Brooklyn Heights is a neighborhood where you can shop but not low cost!
The shopping street is Montague Street, the main street where the dining options are also concentrated.
Other shops can be found here and there around the neighborhood.
Some useful references:
- LOFT (women's clothing). 125 Montague Street.
- Kiehl’s Since 1851 (cosmetics). 124 Montague Street.
- Tango (women's clothing). 145 Montague Street.
- Montague Wine & Spirits (wines and spirits). 78 Montague Street.
- francesca's (women's clothing). 152 Montague Street.
- Bentley’s Shoes (shoes). 144 Montague Street.
- Pearle Vision (glasses): 154 Montague Street.
- Brooklyn Women’s Exchange Inc (women's clothing and gift items). 55 Pierrepont Street.
- Rosanne Pugliese (jewels). 307 Henry Street.
- Collyer’s Mansion (jewelry, textiles, household items and furniture from all over the world). 179 Atlantic Avenue.
- Goose Barnacle (men's clothing). 91 Atlantic Avenue.

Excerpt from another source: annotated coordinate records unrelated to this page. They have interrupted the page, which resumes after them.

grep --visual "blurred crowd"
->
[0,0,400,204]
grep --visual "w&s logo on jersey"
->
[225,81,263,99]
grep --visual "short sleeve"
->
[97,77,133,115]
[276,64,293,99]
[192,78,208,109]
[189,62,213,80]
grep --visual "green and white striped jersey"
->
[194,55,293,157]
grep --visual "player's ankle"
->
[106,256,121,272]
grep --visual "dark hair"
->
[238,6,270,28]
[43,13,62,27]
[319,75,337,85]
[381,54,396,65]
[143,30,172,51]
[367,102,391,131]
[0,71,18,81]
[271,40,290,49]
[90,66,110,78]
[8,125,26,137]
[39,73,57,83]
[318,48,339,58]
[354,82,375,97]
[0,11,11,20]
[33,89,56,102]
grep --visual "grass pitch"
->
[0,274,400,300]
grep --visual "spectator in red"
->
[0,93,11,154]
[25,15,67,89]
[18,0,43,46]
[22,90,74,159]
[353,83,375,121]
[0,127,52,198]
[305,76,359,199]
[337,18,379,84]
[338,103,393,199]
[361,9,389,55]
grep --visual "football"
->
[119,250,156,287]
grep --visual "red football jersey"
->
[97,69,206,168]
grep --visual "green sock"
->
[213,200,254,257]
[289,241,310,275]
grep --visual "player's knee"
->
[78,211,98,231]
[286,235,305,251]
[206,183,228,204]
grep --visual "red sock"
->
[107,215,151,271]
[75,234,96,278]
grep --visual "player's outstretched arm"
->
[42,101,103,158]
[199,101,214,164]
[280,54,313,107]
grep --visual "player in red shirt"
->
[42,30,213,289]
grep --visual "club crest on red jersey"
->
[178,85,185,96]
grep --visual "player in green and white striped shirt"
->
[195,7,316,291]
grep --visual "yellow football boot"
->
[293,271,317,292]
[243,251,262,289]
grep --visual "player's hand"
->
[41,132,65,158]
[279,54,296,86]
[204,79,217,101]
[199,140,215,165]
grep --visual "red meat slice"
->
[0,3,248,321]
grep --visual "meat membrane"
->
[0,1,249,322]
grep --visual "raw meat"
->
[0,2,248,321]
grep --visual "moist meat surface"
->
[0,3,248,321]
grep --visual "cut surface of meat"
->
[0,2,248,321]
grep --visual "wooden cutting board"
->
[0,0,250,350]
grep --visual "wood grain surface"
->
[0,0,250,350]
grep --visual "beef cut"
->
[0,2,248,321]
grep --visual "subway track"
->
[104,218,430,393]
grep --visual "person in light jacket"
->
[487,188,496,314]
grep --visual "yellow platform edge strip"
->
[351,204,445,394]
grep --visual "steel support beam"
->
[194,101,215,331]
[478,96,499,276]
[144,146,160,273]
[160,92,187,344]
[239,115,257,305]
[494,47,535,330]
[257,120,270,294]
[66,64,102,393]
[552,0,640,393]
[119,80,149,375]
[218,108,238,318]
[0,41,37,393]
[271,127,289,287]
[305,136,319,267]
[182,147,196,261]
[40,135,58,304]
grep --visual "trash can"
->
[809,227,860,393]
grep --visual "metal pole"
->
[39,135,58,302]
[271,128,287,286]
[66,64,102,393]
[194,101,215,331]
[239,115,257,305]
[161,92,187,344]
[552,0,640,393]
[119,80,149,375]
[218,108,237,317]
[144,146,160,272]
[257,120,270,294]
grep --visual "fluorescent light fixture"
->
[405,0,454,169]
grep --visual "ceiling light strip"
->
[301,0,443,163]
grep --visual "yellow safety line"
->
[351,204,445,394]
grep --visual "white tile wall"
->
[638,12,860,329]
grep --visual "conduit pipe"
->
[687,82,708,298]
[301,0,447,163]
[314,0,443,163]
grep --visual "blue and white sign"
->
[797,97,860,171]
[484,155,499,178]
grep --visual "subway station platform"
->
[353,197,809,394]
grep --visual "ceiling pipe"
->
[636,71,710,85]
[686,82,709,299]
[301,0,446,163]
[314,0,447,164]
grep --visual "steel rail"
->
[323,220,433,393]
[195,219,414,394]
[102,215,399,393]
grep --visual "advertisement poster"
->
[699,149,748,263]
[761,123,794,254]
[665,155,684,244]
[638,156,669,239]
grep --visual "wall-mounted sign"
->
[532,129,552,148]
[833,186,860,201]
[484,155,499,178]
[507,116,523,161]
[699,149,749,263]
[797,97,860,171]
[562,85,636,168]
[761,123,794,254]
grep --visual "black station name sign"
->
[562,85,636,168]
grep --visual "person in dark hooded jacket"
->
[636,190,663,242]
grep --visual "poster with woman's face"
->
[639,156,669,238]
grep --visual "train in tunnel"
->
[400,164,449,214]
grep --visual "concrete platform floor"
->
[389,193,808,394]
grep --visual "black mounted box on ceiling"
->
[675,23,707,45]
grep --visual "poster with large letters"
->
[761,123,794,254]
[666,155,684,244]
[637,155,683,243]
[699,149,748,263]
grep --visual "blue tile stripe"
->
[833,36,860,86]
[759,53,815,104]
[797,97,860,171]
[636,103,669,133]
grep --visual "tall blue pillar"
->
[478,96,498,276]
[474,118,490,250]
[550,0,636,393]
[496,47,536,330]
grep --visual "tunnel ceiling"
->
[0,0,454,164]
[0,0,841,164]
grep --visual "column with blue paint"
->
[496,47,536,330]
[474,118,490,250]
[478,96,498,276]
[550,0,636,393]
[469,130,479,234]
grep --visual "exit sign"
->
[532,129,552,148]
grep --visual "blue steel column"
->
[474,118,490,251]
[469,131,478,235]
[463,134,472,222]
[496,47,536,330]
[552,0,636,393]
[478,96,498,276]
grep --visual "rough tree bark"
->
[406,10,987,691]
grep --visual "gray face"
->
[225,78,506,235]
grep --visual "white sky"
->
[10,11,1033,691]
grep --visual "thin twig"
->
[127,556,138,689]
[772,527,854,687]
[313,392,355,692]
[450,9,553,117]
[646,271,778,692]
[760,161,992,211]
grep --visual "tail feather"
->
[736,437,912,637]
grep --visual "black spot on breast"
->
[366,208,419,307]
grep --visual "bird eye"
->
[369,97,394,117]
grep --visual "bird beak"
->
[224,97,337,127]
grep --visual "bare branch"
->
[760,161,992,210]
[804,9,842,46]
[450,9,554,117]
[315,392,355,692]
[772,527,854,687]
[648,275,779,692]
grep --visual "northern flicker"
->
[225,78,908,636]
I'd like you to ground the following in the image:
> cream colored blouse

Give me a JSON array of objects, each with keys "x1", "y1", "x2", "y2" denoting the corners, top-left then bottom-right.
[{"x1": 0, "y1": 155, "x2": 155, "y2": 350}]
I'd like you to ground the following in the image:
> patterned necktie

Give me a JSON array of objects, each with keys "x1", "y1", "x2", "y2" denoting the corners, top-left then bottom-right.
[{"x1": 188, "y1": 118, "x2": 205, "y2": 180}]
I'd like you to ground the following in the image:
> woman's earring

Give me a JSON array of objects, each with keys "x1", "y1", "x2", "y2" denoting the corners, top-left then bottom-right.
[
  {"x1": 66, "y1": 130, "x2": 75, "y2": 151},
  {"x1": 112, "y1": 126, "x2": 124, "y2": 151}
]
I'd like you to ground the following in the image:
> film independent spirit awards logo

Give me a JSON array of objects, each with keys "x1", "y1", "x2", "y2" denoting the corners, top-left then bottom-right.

- IT’SUGAR Brooklyn Heights Plaza (candies, sweets, witty gifts). 210 Joralemon Street.
The streets with the names of the fruits
While strolling through Brooklyn Heights, you may come across some streets with curious names:
- Cranberry Street
- Orange Street
- Pineapple Street
Blueberry, orange, pineapple: why the streets bear the names of the fruits?
There are two possible explanations.
According to the first, a resident of the area, Lady Middagh, would have rebelled against the classic high-sounding street names, at the time named after her obnoxious and wealthy neighbors.
He would then remove the related road signs overnight, replacing them with new signs dedicated to his favorite fruit. According to the story, the original signs were restored but the lady without losing heart replaced them again, until she got the better of them.
According to the second explanation, more likely but less amusing, the streets would have been "baptized" with the names of the fruit in 1820 by the Hicks brothers, John and Jacob, local landowners and sellers of exotic fruit.
Brooklyn Heights also has Poplar Street and Willow Street (Poplar Street and Willow Street).
- The neighborhood is so called because of its slight heights ("Heights").
- Brooklyn Heights has been home to artists and writers such as Salvador Dalì, Richard Wright, HP Lovecraft and Truman Capote.
- Bob Dylan mentions the main street, Montague Street in his 1975 track "Tangled Up in Blue".
- The neighborhood has been the set of films and TV series, such as 1988's Moon Haunted, 1977's Annie and Me (some will remember the bench scene on the Promenade), The Patty Duke Show, from the 1984s and The Robinsons (“The Cosby Show "), a telefilm made between 1992 and XNUMX.